Construction work next to the Mare Monte Hotel in Alsancak has unearthed archaeological remains.
This area has now been sealed off by the Department of Antiquities and all work stopped.
It is thought that the ruins are linked to the ancient kingdom of Lambousa; the area will be declared protected.
Lambousa, where Lapithos (Lapta) gets its name, translates as ‘the shining one’ and was once a prosperous area, and is thought to have been founded in the eight century BC by Phoenician traders. Parts of the area still remain today and can be reached by walking westwards along the coast from Mare Monte Beach.
During the Roman era, the area became a prosperous port for the town of Lapta, but after continual Arab raids it became abandoned by the thirteenth century.
There are Roman era fish tanks, which are large rectangular pools that have been constructed by cutting into the rock. The remains of the Roman harbour wall can also be seen, with two churches.

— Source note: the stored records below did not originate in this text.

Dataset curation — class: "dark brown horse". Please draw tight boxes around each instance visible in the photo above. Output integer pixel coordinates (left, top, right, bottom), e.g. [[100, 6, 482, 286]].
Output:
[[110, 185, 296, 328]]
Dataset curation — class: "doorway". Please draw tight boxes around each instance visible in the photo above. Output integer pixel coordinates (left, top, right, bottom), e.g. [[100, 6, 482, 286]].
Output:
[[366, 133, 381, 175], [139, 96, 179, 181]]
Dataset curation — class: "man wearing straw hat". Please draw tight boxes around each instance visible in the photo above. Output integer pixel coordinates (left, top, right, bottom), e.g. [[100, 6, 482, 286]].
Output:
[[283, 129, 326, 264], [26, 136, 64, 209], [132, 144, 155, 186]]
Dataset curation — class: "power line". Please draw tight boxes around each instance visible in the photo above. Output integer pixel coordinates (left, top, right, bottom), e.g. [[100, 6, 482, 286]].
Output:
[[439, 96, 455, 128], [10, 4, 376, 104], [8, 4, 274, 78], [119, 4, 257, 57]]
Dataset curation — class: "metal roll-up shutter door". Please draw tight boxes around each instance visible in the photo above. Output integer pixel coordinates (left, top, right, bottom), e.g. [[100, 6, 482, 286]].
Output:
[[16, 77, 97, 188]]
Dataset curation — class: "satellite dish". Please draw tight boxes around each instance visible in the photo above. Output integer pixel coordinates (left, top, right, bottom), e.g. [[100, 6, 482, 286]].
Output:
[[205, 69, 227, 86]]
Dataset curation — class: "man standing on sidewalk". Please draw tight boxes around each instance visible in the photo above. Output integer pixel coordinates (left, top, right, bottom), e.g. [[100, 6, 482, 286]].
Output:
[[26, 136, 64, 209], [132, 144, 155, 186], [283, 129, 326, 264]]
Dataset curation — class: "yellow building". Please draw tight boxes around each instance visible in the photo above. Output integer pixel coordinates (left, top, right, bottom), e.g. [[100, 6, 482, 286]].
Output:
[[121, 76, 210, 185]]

Early in the twentieth century, a number of silver and gold objects from the Byzantine period were also discovered in the region and these have become known collectively as the Lambousa Treasure. It is thought that the objects date from between 627 and 630, and may have been buried in order to protect them from raids carried out by the Arabs. However, these finds were sent off and split between various museums, including the Medieval Museum in Limassol, the Metropolitan Museum in New York and the British Museum in London.
The silver spoons with animal motifs shown in the main photograph are part of the Lambousa Treasure and are on display at the British Museum, London.